8

We are developing document microservice that needs to use Azure as a storage for file content. Azure Block Blob seemed like a reasonable choice. Document service has heap limited to 512MB (-Xmx512m).

I was not successful getting streaming file upload with limited heap to work using azure-storage-blob:12.10.0-beta.1 (also tested on 12.9.0).

Following approaches were attempted:

  1. Copy-paste from the documentation using BlockBlobClient
BlockBlobClient blockBlobClient = blobContainerClient.getBlobClient("file").getBlockBlobClient();

File file = new File("file");

try (InputStream dataStream = new FileInputStream(file)) {
  blockBlobClient.upload(dataStream, file.length(), true /* overwrite file */);
}

Result: java.io.IOException: mark/reset not supported - SDK tries to use mark/reset even though file input stream reports this feature as not supported.

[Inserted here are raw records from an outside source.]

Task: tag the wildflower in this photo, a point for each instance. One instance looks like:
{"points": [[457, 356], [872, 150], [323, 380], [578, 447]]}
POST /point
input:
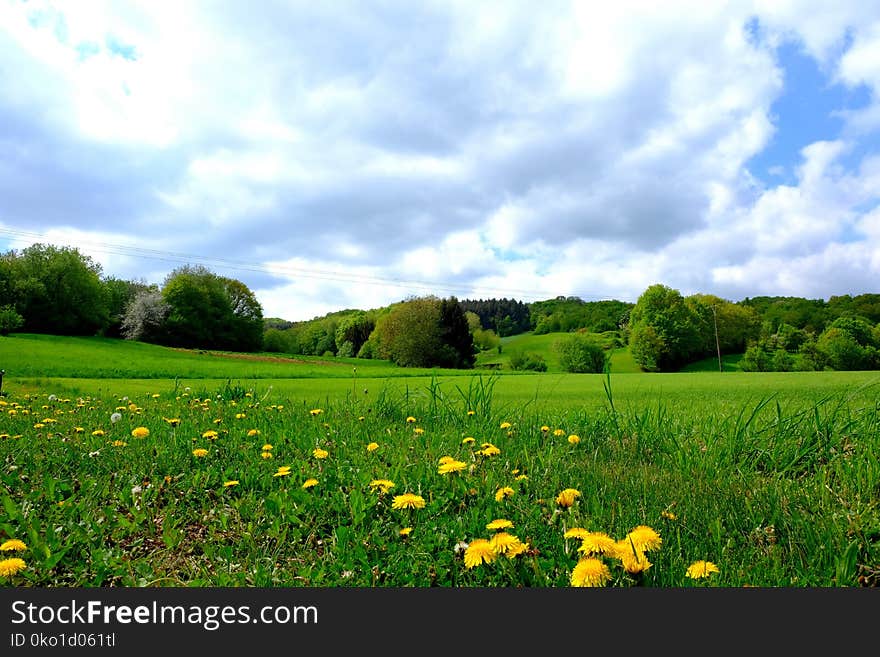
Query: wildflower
{"points": [[644, 538], [479, 551], [567, 497], [505, 543], [503, 492], [9, 567], [13, 544], [698, 569], [576, 532], [590, 572], [383, 485], [452, 466], [597, 543], [499, 523], [408, 501]]}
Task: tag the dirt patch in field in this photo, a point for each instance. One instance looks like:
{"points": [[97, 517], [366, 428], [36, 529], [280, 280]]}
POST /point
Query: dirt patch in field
{"points": [[258, 358]]}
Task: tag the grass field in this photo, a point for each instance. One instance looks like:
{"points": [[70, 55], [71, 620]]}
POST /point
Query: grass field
{"points": [[129, 464]]}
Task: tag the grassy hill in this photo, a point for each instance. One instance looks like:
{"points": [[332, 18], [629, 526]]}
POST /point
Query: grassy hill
{"points": [[542, 345]]}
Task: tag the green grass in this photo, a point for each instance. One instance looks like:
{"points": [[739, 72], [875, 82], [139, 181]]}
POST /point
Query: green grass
{"points": [[773, 477]]}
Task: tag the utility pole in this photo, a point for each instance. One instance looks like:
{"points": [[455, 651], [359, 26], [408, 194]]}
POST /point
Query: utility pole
{"points": [[717, 344]]}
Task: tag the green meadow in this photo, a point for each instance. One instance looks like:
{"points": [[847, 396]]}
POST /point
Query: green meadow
{"points": [[128, 464]]}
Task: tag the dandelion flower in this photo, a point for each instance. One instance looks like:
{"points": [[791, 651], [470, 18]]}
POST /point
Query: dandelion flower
{"points": [[590, 572], [500, 523], [567, 497], [408, 501], [576, 532], [701, 569], [505, 543], [9, 567], [478, 552], [13, 544], [452, 466], [597, 543], [645, 539], [503, 492], [382, 485]]}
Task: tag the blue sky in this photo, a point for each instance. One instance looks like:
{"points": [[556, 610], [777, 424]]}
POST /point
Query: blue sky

  1. Adding BufferedInputStream to mitigate mark/reset issue (per advice):
BlockBlobClient blockBlobClient = blobContainerClient.getBlobClient("file").getBlockBlobClient();

File file = new File("file");

try (InputStream dataStream = new BufferedInputStream(new FileInputStream(file))) {
  blockBlobClient.upload(dataStream, file.length(), true /* overwrite file */);
}

Result: java.lang.OutOfMemoryError: Java heap space. I assume that SDK attempted to load all 1.17GB of file content into memory.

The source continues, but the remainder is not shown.